Preservation Austin awards $27,500 to Austin restoration projects

In its first round of 2022 grants, Preservation Austin awarded a total of $27,500 to five projects, including the Roberts Clinic in East Austin, Cisco’s Restaurant Bakery and Bar, and the 1940 Luther Hall Building.

The nonprofit organization recently overhauled its grant program and now awards funds on a semester cycle and increased awards up to $10,000.

The Roberts Clinic received a $5,000 award to support the architectural planning, construction and promotion of the building’s historical significance. The preservation project is in the early stages of completing repair and restoration work.

A two-story, colonial-revival brick building on San Bernard Street in East Austin, the Roberts Clinic was built in 1937 by Dr. Edward L. Roberts. It was Austin’s first medical facility to open exclusively to African Americans.

During the Jim Crow era, racial discrimination and segregation affected the quality of medical care African Americans received, and black doctors were professionally subordinated to white doctors. Proprietary clinics, like the Roberts Clinic which operated from the 1930s to the 1950s, provided black doctors with professional autonomy to practice on patients who were treated without the humiliation of segregationist policies.

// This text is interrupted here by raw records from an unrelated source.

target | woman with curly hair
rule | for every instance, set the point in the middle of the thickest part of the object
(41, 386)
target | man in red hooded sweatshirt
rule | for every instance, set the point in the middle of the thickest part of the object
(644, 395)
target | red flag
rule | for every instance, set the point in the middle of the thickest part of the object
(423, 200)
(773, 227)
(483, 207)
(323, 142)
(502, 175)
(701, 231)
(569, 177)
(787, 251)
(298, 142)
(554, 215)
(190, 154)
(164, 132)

The Roberts Clinic housed the medical facility on the first floor while the Roberts family lived on the second.

Until his death in 1967, Roberts administered treatment for preventive, acute and chronic illnesses; performed minor surgeries; and provided labor and delivery services to Austin’s black community. The building is Austin’s only surviving example of a medical clinic built by a black doctor during the segregated period in the United States.

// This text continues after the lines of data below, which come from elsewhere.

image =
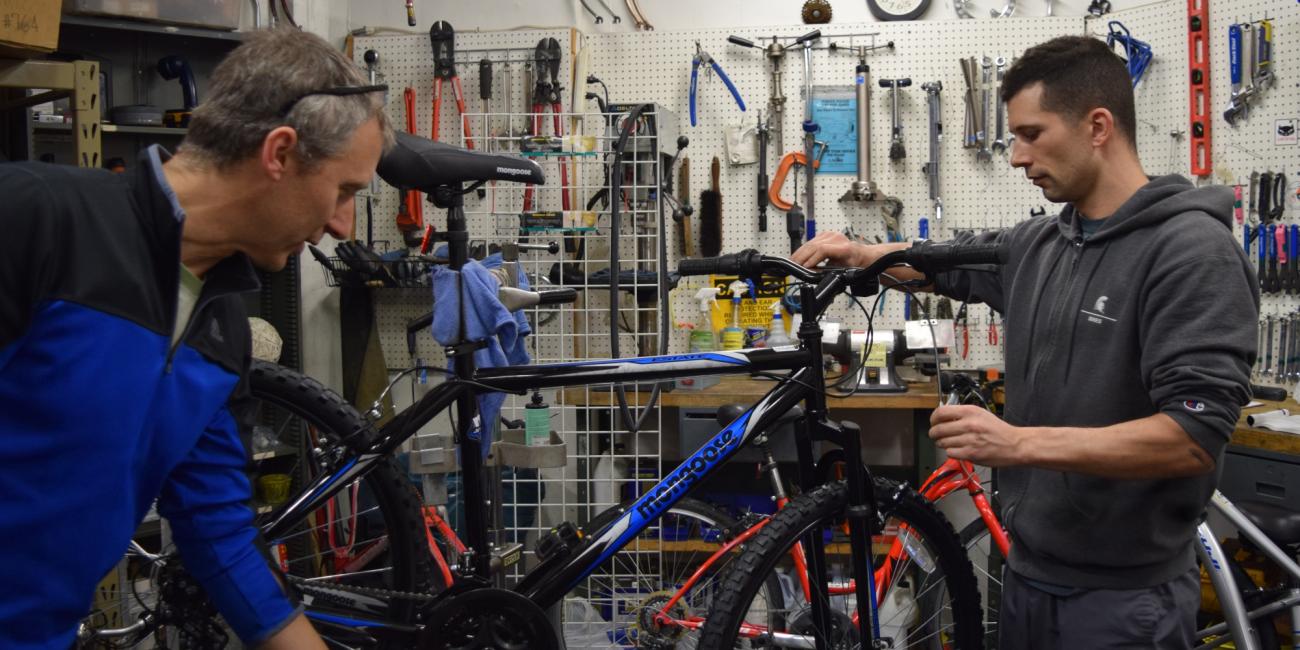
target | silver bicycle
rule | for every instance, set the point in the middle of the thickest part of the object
(1249, 609)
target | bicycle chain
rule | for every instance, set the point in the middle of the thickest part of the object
(364, 590)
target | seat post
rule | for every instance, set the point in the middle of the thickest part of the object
(469, 436)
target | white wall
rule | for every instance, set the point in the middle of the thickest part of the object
(664, 14)
(334, 18)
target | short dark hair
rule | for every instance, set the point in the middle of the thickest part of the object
(1078, 74)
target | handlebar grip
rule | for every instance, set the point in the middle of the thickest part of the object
(811, 35)
(1269, 393)
(746, 263)
(566, 295)
(935, 256)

The clinic is listed on the National Register of Historic Places under Criterion A for Ethnic Heritage: Black American and Health/Medicine. It is also a landmark of the city of Austin.

Luther Hall
Luther Hall faces W. 16th St. just off Congress Ave.

The Texas Historical Commission received $7,500 for work on the 1940 Luther Hall building. Plans include removing paint from the limestone brick facade and cast stone features to reveal the original modernist design.

At the southwest corner of 16th Street and Congress Avenue, just north of the State Capitol, Luther Hall was originally built as the administrative building of the Gothic-style Gethsemane Lutheran Church, it -even built in 1883 by the Swedish Lutheran Church of Austin. After the congregation left the church, the state of Texas acquired the property. In 1972, the church and Luther Hall became part of the Texas Historical Commission complex.


Founded in 1948 by Rudy “Cisco” Cisneros, Cisco’s Restaurant Bakery and Bar on East Sixth Street is a popular gathering spot for politicians, community leaders and neighborhood diners. Homeowners received $8,500 to bring aging electrical wiring and water lines up to code.

The Old Austin Neighborhood Association received $5,000 to research and prepare its application for a National Register Historic District in downtown Austin. The designation aims to preserve the historic assets of the district. Finally, the Austin History Center Association received $1,500 to repair and reinstall a historic 1933 bronze dedicated plaque that was vandalized.